Figure 7. Biphenotypic features of the B cell–derived transdifferentiated tumors.

(A) Flow cytometry showing Gr1 and/or CD11c expression in the EGFP⁺ tumor cells. Analysis of 2 representative tumors and control WT and Tg spleens is shown. (B) Many tumor cells express intermediate levels of CD19 and are, therefore, biphenotypic (i.e., CD19^intGr1⁺ or CD19^intCD11c⁺). (C) Tumor clonality analysis by RT-PCR with a set of forward primers covering the most commonly used IgVH gene families and reverse primers located in the JH1-4 gene segments. Polyclonal B cells show 4 bands, indicating JH1, JH2, JH3, and JH4 segments were rearranged, while many tumors gave 1 or 2 bands of different size, indicating monoclonal rearrangements. Arrows indicate monoclonal bands. Sample lanes separated by thin white lines were run on the same gel but were noncontiguous.

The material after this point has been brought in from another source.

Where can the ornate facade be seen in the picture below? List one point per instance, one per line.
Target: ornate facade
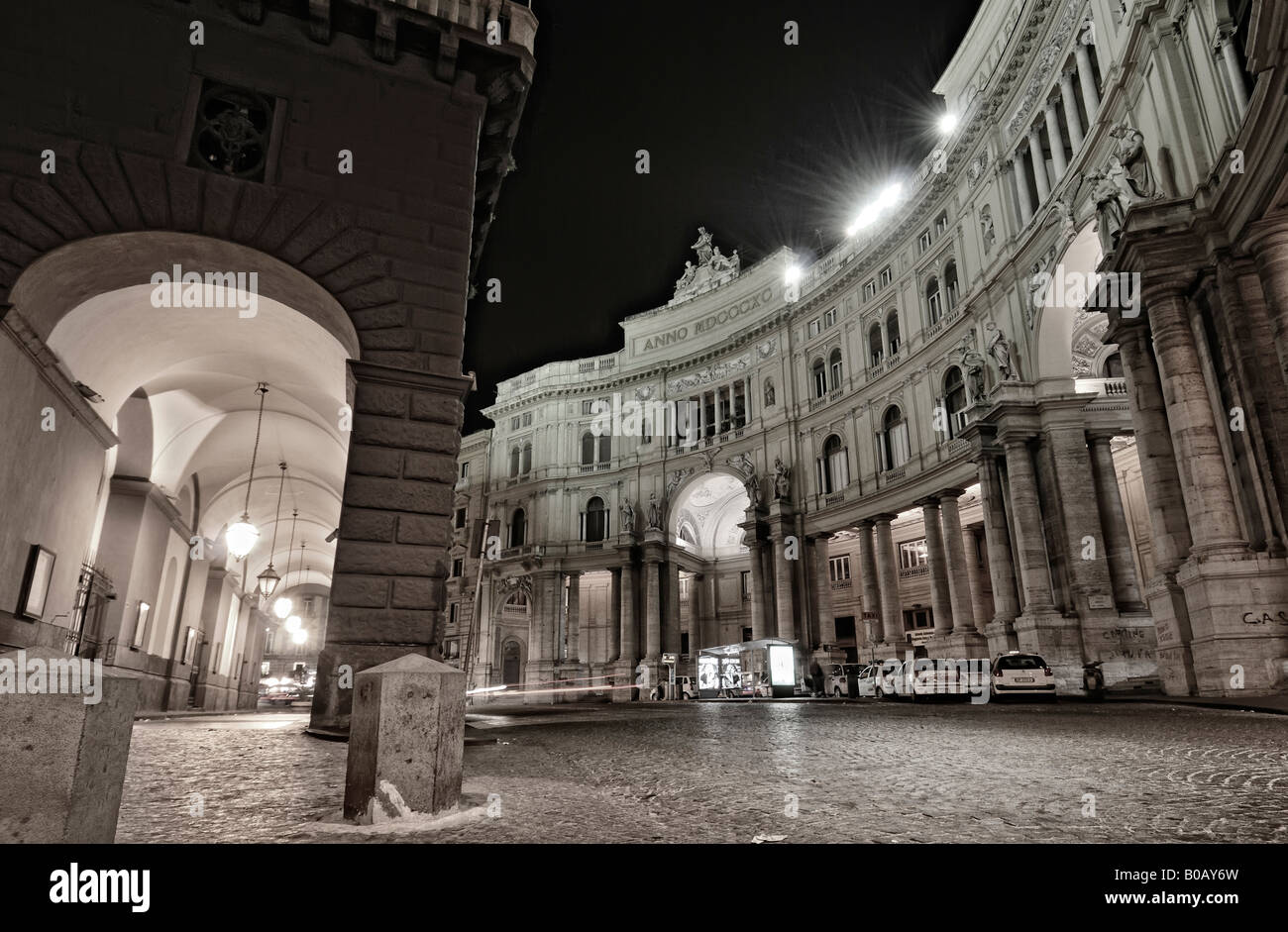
(1038, 404)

Figure 8. Model of vFLIP-mediated tumorigenesis, cell reprogramming, and paracrine stimulation of histiocytic/DCs.

The expression of KSHV vFLIP alone in B cells initially results in pathological alterations mimicking MCD and eventually leads to the development of B cell–derived tumors via transdifferentiation, as evidenced by the biphenotypic features of the tumor cells (i.e., phenotypically macrophage/DCs, genotypically B cells). This surprising phenotype has a correspondence in human pathology (i.e., development of follicular/DC sarcoma in a patient with previously diagnosed Castleman disease) and underlines an existing plasticity between B cell and macrophage/DC lineages, as recently reported also for other B cell malignancies (e.g., FL). Moreover, the expansion of phenotypically and genotypically genuine macrophage/DCs, as observed in the Tg mouse spleen, suggests that vFLIP-expressing B cells can sustain the proliferation of this compartment also via a paracrine mechanism. This process may contribute to the cell heterogeneity seen in KS, which is typically characterized by abundant histiocytic infiltrate of unknown origin and function.